Friday, 5 July 2019

Flying Bricks and Twisting Towers: Projection Mapping Drinking Game

You know projection mapping, the technique where video is projected on a (usually 3D, large) surface, often a facade of a building? Then the carefully planned image material changes the surface in amazing and magical ways and makes you go all oohh & aahh & WOW. Right?

In my opinion, that’s usually all they do. Mapping is a wonderful and exciting technique, which easily goes to waste when it's only used for showing how wonderful and exciting it is. I've seen quite interesting things done with it in smaller art works, but when it comes to large scale projection mapping, the art disappears in an avalanche of effects. Which are pretty much the same in all pieces.

Escherian stairs. A classic like Sex on the Beach.

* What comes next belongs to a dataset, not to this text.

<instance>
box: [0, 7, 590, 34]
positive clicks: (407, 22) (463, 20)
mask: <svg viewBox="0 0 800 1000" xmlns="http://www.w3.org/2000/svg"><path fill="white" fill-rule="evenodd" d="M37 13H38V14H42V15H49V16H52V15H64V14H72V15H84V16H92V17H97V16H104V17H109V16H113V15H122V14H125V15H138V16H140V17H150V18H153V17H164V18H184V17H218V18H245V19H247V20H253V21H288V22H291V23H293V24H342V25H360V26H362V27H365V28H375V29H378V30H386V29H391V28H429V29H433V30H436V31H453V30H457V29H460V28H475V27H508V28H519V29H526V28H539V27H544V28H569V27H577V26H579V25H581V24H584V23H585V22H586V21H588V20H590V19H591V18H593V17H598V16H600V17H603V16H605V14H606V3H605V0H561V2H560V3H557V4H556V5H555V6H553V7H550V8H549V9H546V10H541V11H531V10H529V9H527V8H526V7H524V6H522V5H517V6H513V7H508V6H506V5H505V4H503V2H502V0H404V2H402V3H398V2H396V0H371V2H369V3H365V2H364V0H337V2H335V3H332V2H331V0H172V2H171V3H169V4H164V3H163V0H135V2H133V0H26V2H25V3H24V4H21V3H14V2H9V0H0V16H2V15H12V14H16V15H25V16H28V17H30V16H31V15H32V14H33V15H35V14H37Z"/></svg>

As we say in Finnish: Eihän tätä kestä selvin päin, meaning I just can't take this shit sober. To help people getting drunk enough to stand the horreurs of generic projection mappings, here's a little drinking game. Have a sip every time one of these happens:

1. A tower or a column gets twisted like a screwdriver. Take two drinks, if this happens Rubik's cube style.
2. A planet or a meteor appears. Take two if it's Earth.
3. Building blocks of the house are reorganised. Take two if a wall comes tumbling down.
4. The surface of the building fluctuates. Take two if this happens to the beat of music.
5. Shadows move. Take two if it's only the building's statues' shadows.
6. Flames appear. Take two if the effect reminds you of Barad-dûr in the Lord of the Ring movies.
7. A plant or a forest grows in front of our eyes. Take two if there are also animals not exactly belonging to a forest, like a whale.
8. Music is dour, shamanistic techelectro (in absence of knowledge of the proper terms in the scene, an impromptu word here. If you've heard it, you know what I mean) or a ballet standard. Take two if it's Dance of the Knights by Prokofiev.
9. The pace of animation is too fast to concentrate on details. Take two if you missed an important turn in dramaturgy while blinking.
10. Take three drinks if you can imagine Albert Speer did this.

Drunk yet much?

A mordorian example of flames

It's obvious that large audiences are quite fond of this kind of entertainment (with or without a flask in their pocket), which is good for the arts and culture in general, of course. It’s nice when people are having fun. But still, I’m looking forward to the day, when there’s more to projection mapping than flying bricks and twisting towers.